Beefy Boxes and Bandwidth Generously Provided by pair Networks
"be consistent"
 
PerlMonks  

map and return

by ELISHEVA (Prior)
on Sep 03, 2009 at 10:03 UTC ( [id://793143]=perlquestion: print w/replies, xml ) Need Help??

ELISHEVA has asked for the wisdom of the Perl Monks concerning the following question:

Recently I noticed something odd with map and return. According to perlsub, an initial & in a prototype allows you to define a subroutine that emulates the syntax of Perl built-ins like map and grep. And yet there seem to be subtle differences, like the behavior of return within the block. For instance, in the case of map the block after the subname is scoped as if it were part of the surrounding code rather than the body of an anonymous sub.

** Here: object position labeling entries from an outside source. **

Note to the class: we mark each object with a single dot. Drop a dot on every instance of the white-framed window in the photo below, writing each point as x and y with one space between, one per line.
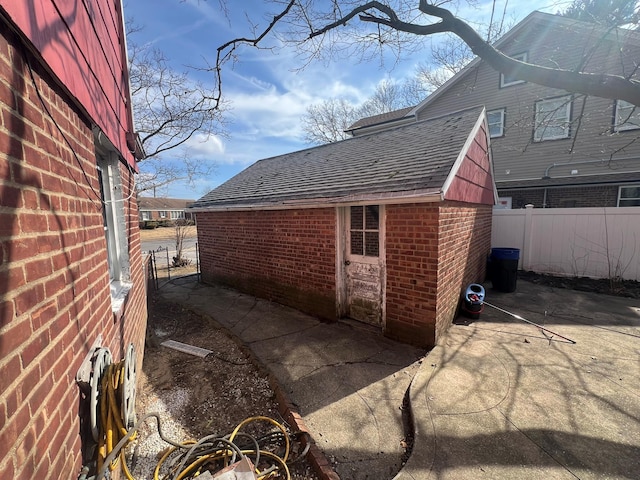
552 119
365 230
113 216
507 81
495 119
629 196
627 116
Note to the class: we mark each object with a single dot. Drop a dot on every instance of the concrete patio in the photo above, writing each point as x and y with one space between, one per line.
497 398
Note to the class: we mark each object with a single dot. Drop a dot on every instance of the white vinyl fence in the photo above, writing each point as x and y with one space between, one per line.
583 242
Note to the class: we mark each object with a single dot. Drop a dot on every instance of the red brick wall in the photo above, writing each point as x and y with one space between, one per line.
54 277
433 250
412 266
287 256
464 242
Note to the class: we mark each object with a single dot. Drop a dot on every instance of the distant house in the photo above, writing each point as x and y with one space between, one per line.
384 228
550 148
71 270
163 209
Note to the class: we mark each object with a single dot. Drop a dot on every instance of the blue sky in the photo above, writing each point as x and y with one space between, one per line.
267 91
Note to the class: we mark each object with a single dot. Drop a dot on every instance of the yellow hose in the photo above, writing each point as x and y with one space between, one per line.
113 431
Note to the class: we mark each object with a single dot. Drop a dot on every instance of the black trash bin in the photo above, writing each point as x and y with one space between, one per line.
504 268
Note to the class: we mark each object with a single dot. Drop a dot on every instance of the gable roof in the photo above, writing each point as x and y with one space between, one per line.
412 161
159 203
381 118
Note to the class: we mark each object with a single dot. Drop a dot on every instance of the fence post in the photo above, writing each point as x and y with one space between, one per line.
528 233
168 266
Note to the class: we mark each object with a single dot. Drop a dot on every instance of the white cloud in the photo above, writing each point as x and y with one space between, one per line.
203 146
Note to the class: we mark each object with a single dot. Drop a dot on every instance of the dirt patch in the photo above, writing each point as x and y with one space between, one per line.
620 288
217 392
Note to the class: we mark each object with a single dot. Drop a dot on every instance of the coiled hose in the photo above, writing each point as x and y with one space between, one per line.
270 453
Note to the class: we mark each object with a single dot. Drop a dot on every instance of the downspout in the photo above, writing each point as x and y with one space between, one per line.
133 141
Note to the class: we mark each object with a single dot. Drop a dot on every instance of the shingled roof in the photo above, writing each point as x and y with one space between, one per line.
380 119
161 203
412 160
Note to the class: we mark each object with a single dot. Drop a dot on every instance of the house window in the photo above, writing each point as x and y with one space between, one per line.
552 119
495 118
113 217
627 116
629 196
365 228
506 80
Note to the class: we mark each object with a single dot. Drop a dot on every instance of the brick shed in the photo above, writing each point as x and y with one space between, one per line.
385 228
71 269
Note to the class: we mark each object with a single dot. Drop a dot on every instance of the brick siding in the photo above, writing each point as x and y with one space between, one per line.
287 256
433 251
54 276
464 242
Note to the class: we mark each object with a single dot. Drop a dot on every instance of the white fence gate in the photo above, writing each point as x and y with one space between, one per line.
583 242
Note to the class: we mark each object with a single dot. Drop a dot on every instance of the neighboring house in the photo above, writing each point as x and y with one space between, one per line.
162 209
71 269
550 148
385 228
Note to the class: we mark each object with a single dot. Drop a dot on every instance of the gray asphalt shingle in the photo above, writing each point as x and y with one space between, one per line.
409 158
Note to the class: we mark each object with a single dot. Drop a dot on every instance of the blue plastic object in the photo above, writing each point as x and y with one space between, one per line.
503 268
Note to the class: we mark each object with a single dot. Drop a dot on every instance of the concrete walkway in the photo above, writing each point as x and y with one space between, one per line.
497 398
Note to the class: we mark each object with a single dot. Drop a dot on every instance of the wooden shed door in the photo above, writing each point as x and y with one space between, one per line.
364 265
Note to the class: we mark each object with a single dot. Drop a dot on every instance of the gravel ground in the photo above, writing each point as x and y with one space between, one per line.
196 396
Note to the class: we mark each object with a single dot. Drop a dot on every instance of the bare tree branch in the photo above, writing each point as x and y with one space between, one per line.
598 84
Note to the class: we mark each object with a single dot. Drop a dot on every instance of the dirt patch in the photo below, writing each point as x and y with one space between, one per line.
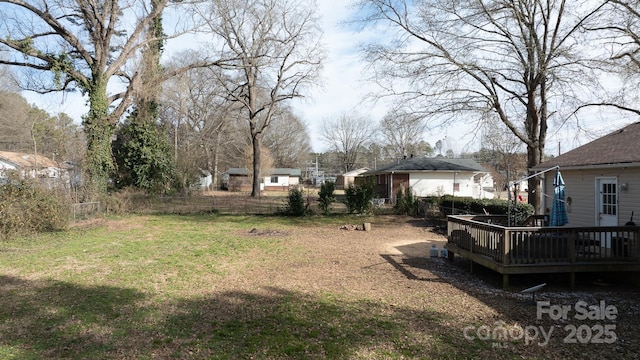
266 232
391 264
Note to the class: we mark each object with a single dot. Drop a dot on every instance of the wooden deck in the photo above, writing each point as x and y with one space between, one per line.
485 240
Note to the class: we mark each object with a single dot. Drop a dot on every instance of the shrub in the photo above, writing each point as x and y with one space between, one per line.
26 207
295 203
327 196
358 198
406 202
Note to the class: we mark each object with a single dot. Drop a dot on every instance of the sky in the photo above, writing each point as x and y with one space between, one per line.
344 91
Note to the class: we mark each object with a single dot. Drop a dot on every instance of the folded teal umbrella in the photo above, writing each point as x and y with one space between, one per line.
558 208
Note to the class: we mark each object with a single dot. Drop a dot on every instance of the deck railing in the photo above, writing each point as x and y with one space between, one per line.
487 236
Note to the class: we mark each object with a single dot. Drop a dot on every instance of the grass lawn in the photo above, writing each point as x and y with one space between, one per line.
148 287
261 287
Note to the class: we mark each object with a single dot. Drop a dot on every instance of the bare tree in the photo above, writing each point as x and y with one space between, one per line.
348 136
87 46
403 132
517 61
272 51
287 140
202 122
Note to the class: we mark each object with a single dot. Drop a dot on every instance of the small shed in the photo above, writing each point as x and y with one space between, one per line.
344 180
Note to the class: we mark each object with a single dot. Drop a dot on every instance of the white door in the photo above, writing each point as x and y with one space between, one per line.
606 206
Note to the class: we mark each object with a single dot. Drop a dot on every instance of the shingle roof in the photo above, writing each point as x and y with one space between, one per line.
619 147
24 160
276 171
422 163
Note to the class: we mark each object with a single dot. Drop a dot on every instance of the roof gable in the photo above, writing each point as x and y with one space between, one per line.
617 147
24 160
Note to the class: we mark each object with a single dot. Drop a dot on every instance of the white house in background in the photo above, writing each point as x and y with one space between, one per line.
281 179
343 181
432 177
238 179
32 166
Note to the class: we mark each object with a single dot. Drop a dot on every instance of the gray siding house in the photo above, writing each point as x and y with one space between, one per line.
602 179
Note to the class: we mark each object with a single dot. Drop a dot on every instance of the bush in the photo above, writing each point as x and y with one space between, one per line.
327 196
359 198
406 203
26 208
295 203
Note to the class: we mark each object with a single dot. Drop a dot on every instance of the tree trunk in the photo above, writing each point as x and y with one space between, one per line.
256 142
99 130
535 189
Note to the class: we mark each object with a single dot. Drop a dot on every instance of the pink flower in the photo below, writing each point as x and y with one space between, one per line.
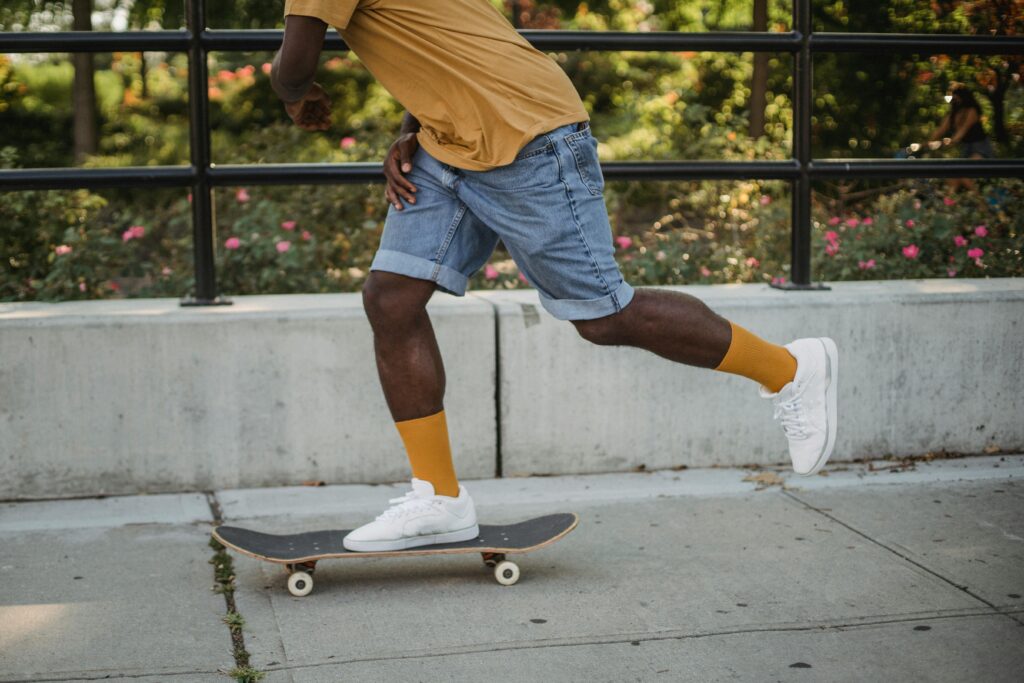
133 232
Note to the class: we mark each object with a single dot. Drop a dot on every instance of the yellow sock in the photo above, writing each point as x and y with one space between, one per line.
753 357
429 452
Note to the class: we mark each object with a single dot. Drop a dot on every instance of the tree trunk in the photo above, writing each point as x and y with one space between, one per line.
759 82
84 89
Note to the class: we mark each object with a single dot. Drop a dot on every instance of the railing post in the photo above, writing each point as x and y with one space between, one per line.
800 238
199 137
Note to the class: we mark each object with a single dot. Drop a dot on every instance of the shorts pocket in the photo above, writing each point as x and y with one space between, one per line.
588 164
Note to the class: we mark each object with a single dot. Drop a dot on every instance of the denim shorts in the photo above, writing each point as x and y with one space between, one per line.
547 207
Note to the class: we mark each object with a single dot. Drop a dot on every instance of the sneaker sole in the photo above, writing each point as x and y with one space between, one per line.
467 534
832 404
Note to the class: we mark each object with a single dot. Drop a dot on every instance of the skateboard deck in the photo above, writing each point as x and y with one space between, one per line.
300 552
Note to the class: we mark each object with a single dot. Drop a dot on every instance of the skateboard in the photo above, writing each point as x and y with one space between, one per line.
300 552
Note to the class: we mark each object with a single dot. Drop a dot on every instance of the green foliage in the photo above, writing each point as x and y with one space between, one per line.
644 105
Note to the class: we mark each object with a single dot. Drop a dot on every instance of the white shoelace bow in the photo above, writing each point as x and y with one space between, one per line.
791 414
406 505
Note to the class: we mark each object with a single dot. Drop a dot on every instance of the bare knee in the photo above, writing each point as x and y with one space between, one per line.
602 331
392 300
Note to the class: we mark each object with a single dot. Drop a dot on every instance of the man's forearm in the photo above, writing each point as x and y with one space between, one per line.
409 124
295 63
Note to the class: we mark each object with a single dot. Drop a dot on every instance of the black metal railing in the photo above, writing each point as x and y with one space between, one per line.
202 175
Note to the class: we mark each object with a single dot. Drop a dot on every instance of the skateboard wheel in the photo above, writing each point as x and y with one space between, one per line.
300 584
507 572
492 559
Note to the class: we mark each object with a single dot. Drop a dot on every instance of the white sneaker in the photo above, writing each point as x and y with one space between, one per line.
807 407
418 518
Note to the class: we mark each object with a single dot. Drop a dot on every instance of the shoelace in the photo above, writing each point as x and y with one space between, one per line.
791 415
406 505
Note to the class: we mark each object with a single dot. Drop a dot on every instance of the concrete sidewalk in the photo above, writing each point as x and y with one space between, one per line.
692 574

The following code, placed inside a subroutine will cause the subroutine to return immediately. If placed at the top level of the script it will cause the Perl compiler to complain "Can't return outside subroutine ..." (Perl version 5.8.8; warnings, strict turned on of course).

my @x = map { return $_; } (1,2,3); print "(@x)\n";

However, when the same block { return $_; } is called via a user defined sub that does essentially the same thing as map there are no compiler complaints nor precipitous returns:

sub foo(&@) { my ($crSub, @aParams) = @_; my @aResult; push(@aResult, $crSub->($_)) foreach @aParams; return @aResult; } #this outputs "(1 2 3)" my @x = foo { return $_; } (1, 2, 3); print "(@x)\n";

perlsub says that the user defined routines parse "almost exactly like". Almost isn't exactly. Why the difference in behavior? And what other subtle differences are there between built-in tokens like map and user defined subroutines with a (&@) prototype? The return behavior of map ate up a good deal of debugging time the other day because I just assumed that the block after map was just like an anonymous subroutine - which it clearly isn't. I'm hoping to save time in the future with a heads up on other differences hidden behind the phrase "almost exactly".

Many thanks in advance, beth

Replies are listed 'Best First'.
Re: map and return
by ambrus (Abbot) on Sep 03, 2009 at 10:51 UTC

    Many of the builtin functions have special syntax that can not be described with prototypes. Actually even the syntax of prototyped functions is quite complicated, so you could even say the syntax of any one builtin is quite regular, the only problem is that there are more different kinds of builtins than there are prototypes.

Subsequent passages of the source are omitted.